3. Embrace Semantic Completeness
Superior names fully answer "What is this?" and predict "How does it behave?" Compare archive_inactive_users_and_notify() (complete) versus proc_users() (opaque). The first name tells you exactly what the function does; the second forces you to open the implementation and read every line.
Example Comparison Table
| Poor (Hidden Essence) | Good (Revealed Essence) |
|---|---|
data, info, temp, item, list | userProfile, emailList, validUsers |
utils, helper, manager, handler | EmailValidator, TaxCalculator, CurrencyFormatter |
doStuff(), handleIt(), processData() | parseUserInput(), sendNotification(), updateUserProfile() |
Left-column names force code inspection; right-column names self-document.
Core Insight
"Programs are written for people," echoed from Donald Knuth's principles. IT's costliest problems arise from communication failures, not algorithmic errors.

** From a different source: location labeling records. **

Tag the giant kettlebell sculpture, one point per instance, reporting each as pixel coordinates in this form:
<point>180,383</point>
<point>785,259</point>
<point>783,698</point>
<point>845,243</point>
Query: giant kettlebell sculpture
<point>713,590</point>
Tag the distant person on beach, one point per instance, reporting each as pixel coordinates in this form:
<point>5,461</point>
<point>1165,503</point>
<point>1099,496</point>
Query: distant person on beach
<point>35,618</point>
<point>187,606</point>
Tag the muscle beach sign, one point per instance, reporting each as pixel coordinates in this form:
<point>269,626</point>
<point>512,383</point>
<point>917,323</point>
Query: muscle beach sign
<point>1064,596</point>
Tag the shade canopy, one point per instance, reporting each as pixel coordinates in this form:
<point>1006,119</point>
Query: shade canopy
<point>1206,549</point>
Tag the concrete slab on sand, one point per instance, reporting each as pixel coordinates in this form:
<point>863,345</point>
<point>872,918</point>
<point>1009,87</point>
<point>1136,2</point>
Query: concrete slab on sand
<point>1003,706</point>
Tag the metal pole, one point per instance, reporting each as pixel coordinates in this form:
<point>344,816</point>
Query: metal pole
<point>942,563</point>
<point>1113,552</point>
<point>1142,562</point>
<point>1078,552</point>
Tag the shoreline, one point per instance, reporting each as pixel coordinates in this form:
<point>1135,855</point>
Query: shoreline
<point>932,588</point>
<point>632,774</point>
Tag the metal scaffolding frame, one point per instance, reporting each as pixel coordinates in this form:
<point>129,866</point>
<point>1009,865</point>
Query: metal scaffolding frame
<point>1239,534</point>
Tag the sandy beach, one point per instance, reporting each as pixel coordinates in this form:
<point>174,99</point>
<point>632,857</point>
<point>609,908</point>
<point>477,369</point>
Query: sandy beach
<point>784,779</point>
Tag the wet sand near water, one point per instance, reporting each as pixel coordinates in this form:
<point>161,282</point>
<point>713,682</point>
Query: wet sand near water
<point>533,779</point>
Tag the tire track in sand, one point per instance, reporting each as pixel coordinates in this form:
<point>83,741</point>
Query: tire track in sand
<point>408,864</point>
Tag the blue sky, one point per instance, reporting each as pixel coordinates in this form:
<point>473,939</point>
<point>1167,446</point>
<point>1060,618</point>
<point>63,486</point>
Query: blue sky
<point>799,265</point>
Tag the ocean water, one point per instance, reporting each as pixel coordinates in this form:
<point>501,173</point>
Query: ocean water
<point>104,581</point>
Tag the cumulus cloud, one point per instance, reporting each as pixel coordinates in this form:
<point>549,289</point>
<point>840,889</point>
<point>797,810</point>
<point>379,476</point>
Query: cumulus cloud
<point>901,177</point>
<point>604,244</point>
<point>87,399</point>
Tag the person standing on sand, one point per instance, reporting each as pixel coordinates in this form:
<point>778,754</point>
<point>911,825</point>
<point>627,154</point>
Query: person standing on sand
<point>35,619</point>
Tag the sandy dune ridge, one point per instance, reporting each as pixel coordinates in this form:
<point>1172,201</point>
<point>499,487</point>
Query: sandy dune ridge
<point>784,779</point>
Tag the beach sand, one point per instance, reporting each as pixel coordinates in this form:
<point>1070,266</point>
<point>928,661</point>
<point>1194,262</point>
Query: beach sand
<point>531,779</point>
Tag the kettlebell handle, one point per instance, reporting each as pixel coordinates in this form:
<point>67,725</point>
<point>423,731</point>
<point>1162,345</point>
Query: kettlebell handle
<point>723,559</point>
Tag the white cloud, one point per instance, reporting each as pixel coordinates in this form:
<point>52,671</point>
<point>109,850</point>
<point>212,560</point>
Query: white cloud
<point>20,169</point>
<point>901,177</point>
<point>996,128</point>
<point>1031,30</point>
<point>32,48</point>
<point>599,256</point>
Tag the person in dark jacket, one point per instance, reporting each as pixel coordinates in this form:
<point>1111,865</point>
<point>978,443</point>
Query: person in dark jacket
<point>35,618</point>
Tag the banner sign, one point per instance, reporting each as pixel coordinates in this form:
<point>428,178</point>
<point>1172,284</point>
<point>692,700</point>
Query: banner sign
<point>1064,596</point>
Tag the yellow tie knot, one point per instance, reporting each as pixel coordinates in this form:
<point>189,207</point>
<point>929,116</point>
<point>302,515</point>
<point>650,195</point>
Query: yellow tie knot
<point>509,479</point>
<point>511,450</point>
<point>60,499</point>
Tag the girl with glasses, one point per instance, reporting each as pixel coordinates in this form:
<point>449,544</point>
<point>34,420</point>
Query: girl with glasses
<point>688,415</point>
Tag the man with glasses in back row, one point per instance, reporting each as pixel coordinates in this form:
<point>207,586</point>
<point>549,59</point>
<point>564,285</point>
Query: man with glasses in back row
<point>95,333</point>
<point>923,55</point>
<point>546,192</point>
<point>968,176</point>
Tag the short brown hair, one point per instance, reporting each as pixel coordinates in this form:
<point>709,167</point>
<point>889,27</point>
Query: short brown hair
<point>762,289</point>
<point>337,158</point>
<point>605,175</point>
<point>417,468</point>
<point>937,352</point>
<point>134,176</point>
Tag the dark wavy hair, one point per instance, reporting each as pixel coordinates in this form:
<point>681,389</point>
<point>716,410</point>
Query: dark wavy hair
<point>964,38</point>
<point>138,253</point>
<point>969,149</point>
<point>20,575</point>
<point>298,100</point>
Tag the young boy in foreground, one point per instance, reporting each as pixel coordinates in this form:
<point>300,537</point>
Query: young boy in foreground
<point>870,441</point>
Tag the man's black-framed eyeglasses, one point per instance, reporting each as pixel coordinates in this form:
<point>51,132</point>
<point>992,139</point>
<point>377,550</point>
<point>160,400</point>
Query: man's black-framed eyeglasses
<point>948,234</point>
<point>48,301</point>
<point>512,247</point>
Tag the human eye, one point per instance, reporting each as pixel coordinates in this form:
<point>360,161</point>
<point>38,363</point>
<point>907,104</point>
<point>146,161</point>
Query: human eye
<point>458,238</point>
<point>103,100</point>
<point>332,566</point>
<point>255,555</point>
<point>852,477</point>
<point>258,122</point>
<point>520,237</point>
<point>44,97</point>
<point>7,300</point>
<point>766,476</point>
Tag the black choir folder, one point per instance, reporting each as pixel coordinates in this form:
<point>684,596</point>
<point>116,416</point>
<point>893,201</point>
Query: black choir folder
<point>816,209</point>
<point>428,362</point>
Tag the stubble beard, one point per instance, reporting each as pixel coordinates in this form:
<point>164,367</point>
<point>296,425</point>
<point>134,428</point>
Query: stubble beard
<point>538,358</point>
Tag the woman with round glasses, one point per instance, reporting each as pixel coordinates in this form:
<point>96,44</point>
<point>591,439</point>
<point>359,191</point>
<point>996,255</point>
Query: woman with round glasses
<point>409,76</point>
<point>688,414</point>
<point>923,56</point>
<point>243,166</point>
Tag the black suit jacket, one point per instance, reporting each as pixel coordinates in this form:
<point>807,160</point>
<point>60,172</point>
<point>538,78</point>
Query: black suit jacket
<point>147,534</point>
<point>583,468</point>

A poorly named function costs far more than an inefficient algorithm — the algorithm can be profiled and optimized, but a misleading name silently propagates misunderstanding across an entire team. Precise, meaningful names form the foundation of this communication, and the best programmers — whether they know it or not — are practicing the same art that philologists have studied for centuries.